Python library for dataflow programming with Amazon SWF
Project description
===============================
simpleflow
===============================
.. image:: https://badge.fury.io/py/simpleflow.png
:target: http://badge.fury.io/py/simpleflow
.. image:: https://travis-ci.org/botify-labs/simpleflow.png?branch=master
:target: https://travis-ci.org/botify-labs/simpleflow
.. image:: https://pypip.in/d/simpleflow/badge.png
:target: https://crate.io/packages/simpleflow?version=latest
Simple Flow is a Python library that provides abstractions to write programs in
the `distributed dataflow paradigm
<https://en.wikipedia.org/wiki/Distributed_data_flow>`_. It relies on futures
to describe the dependencies between tasks.
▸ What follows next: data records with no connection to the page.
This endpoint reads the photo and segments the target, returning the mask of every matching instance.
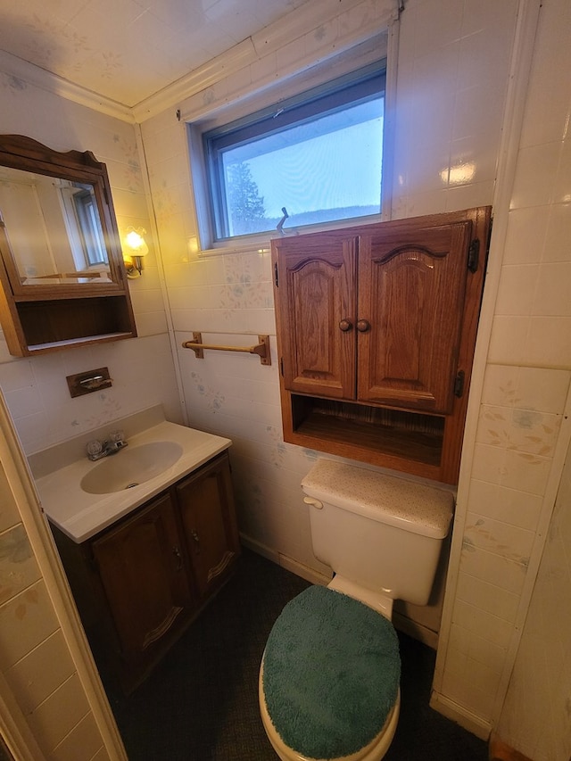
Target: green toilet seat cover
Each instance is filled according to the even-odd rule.
[[[287,603],[264,653],[268,713],[311,758],[357,753],[381,732],[401,678],[390,621],[357,600],[311,586]]]

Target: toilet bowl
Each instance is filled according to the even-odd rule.
[[[272,627],[262,724],[282,761],[380,761],[400,709],[393,600],[428,602],[453,497],[321,459],[302,486],[313,552],[334,578],[291,600]]]

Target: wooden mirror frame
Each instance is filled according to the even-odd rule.
[[[126,273],[105,164],[98,161],[90,151],[54,151],[31,137],[0,135],[0,166],[91,185],[97,203],[109,264],[109,281],[77,283],[70,280],[69,283],[56,284],[52,281],[46,285],[22,283],[15,253],[10,248],[6,236],[3,235],[0,249],[14,295],[45,298],[54,289],[62,296],[78,294],[104,295],[125,288]]]

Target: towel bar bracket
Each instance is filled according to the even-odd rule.
[[[271,365],[269,354],[269,336],[258,335],[255,346],[219,346],[212,343],[203,343],[203,335],[193,332],[193,340],[183,342],[183,349],[192,349],[197,360],[204,359],[204,349],[213,349],[218,352],[245,352],[248,354],[257,354],[262,365]]]

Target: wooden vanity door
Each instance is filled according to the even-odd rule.
[[[430,219],[387,222],[360,239],[358,400],[448,414],[472,222]]]
[[[228,454],[176,485],[183,533],[200,600],[228,578],[240,554]]]
[[[272,241],[288,391],[354,399],[356,244],[335,233]]]
[[[133,662],[185,621],[191,593],[175,507],[160,497],[92,543],[121,652]]]

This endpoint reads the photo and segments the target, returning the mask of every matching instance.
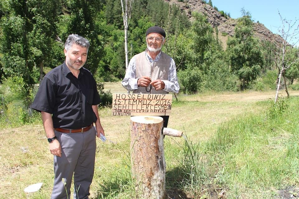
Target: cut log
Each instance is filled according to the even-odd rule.
[[[163,119],[154,116],[131,118],[131,168],[137,194],[141,198],[164,199]]]

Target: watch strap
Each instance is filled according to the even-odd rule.
[[[52,138],[48,138],[48,141],[49,142],[49,143],[51,143],[52,142],[52,141],[56,139],[57,139],[57,137],[55,136]]]

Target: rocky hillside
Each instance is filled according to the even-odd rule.
[[[232,36],[235,32],[235,27],[237,20],[228,17],[226,19],[217,10],[210,5],[202,2],[201,0],[185,0],[183,2],[179,2],[178,0],[164,0],[170,4],[175,3],[179,6],[181,10],[184,10],[192,20],[191,13],[196,11],[204,13],[206,16],[208,21],[213,27],[218,26],[220,32],[226,33],[228,35]],[[227,11],[229,12],[229,11]],[[274,41],[279,42],[281,40],[280,35],[273,34],[263,24],[259,23],[254,23],[254,30],[256,36],[261,40]]]

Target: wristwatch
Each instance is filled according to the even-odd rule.
[[[57,139],[57,137],[56,136],[54,136],[52,138],[48,138],[48,141],[49,142],[49,143],[51,143],[52,142],[52,141],[55,140],[55,139]]]

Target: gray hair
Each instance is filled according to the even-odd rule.
[[[69,35],[64,44],[64,49],[67,50],[69,50],[74,44],[81,47],[87,48],[87,51],[88,51],[90,45],[89,42],[84,37],[75,34],[72,34]]]

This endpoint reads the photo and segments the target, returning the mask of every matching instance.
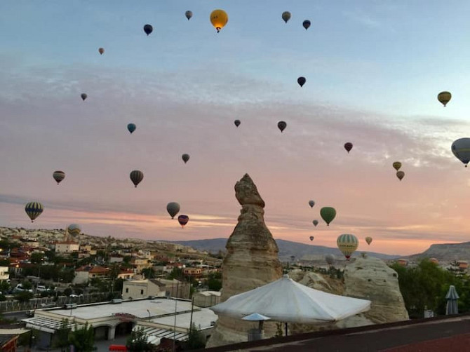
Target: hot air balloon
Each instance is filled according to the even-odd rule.
[[[178,222],[181,225],[181,227],[184,227],[184,225],[188,223],[189,221],[189,217],[187,215],[180,215],[178,217]]]
[[[65,172],[60,170],[54,171],[54,173],[52,174],[52,177],[54,177],[57,184],[59,184],[60,181],[65,178]]]
[[[330,226],[330,223],[333,221],[336,216],[336,210],[331,207],[323,207],[320,210],[320,215],[325,220],[326,224]]]
[[[176,202],[168,203],[166,205],[166,211],[168,212],[171,218],[173,219],[175,215],[180,212],[180,205]]]
[[[223,10],[214,10],[212,11],[210,19],[210,23],[215,27],[217,33],[229,22],[229,16]]]
[[[134,123],[128,123],[127,129],[132,134],[135,130],[136,126]]]
[[[287,21],[290,20],[290,13],[289,11],[284,11],[282,13],[282,19],[287,23]]]
[[[154,31],[154,27],[152,27],[150,25],[145,25],[144,26],[144,32],[145,34],[148,36],[150,33],[152,33]]]
[[[346,259],[349,260],[349,257],[357,249],[359,245],[359,242],[357,241],[357,237],[349,233],[344,233],[340,235],[336,240],[336,244],[340,248],[340,250],[344,255]]]
[[[76,224],[71,224],[67,228],[67,231],[70,235],[73,236],[77,236],[81,232],[81,229],[80,228],[80,225],[77,225]]]
[[[445,106],[448,102],[452,99],[452,94],[449,92],[441,92],[437,95],[437,100],[439,100],[443,105]]]
[[[395,161],[392,165],[394,166],[394,168],[398,171],[400,170],[400,168],[401,168],[401,163],[400,163],[400,161]]]
[[[31,219],[31,222],[34,222],[34,219],[41,215],[44,207],[39,202],[29,202],[25,206],[26,214]]]
[[[470,138],[459,138],[452,144],[452,152],[466,168],[470,161]]]
[[[279,121],[277,123],[277,127],[279,130],[281,130],[281,133],[282,133],[282,131],[283,131],[287,127],[287,123],[286,121]]]
[[[344,149],[346,151],[349,153],[351,151],[351,149],[352,149],[352,143],[351,142],[348,142],[347,143],[344,143]]]
[[[134,184],[134,186],[137,187],[137,185],[140,183],[140,182],[144,179],[144,173],[140,170],[134,170],[130,172],[130,180]]]
[[[325,256],[325,260],[328,265],[333,265],[335,262],[335,257],[333,255],[326,255]]]

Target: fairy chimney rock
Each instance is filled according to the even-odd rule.
[[[229,238],[222,264],[221,302],[282,276],[278,249],[264,224],[264,201],[246,174],[235,184],[235,196],[241,205],[238,224]],[[247,341],[247,332],[257,324],[219,316],[208,347]],[[274,336],[274,323],[264,324],[264,336]]]

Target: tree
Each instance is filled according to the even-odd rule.
[[[95,332],[93,327],[87,323],[80,328],[75,327],[69,333],[69,344],[74,345],[76,352],[92,352],[95,351]]]
[[[149,352],[154,351],[154,346],[147,341],[144,328],[133,330],[128,338],[126,347],[129,352]]]
[[[188,339],[185,344],[185,349],[196,350],[206,347],[206,338],[197,330],[196,324],[194,323],[191,325],[191,329],[188,333]]]

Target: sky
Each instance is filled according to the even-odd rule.
[[[229,15],[218,34],[216,8]],[[274,238],[335,247],[354,233],[358,250],[399,255],[468,241],[470,171],[450,145],[470,137],[469,11],[434,0],[2,1],[0,226],[228,238],[234,186],[248,173]],[[145,175],[137,188],[133,170]],[[44,206],[34,224],[29,201]],[[329,226],[323,206],[337,210]]]

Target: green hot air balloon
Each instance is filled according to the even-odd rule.
[[[180,205],[176,202],[168,203],[166,205],[166,211],[168,212],[172,219],[180,212]]]
[[[325,220],[326,224],[330,226],[330,223],[333,221],[336,216],[336,210],[334,208],[323,207],[320,210],[320,215],[321,218]]]
[[[39,202],[29,202],[25,206],[26,214],[31,219],[31,222],[34,222],[34,219],[41,215],[44,207]]]

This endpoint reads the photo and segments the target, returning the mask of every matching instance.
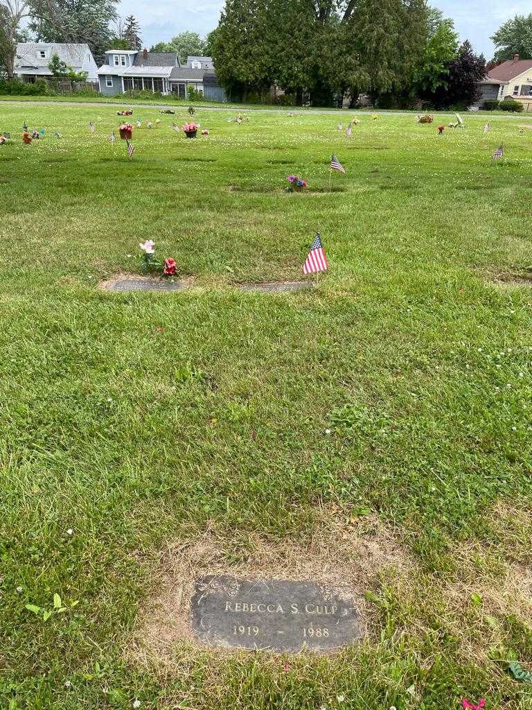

It coordinates the execution of
distributed tasks with Amazon `SWF <https://aws.amazon.com/swf/>`_.
A ``Future`` object models the asynchronous execution of a computation that may
end.
It tries to mimics the interface of the Python `concurrent.futures
<http://docs.python.org/3/library/concurrent.futures>`_ library.
Features
--------
- Provides a ``Future`` abstraction to define dependencies between tasks.
- Define asynchronous tasks from callables.
- Handle workflows with Amazon SWF.
- Implement replay behavior like the Amazon Flow framework.
- Handle retry of tasks that failed.
- Automatically register decorated tasks.
- Handle the completion of a decision with more than 100 tasks.
- Provides a local executor to check a workflow without Amazon SWF (see
``simpleflow --local`` command).
- Provides decider and activity worker process for execution with Amazon SWF.
- Ships with the `simpleflow` command. `simpleflow --help` for more information
about the commands it supports.
Quickstart
----------
Let's take a simple example that computes the result of ``(x + 1) * 2``. You
will find this example in ``examples/basic.py``.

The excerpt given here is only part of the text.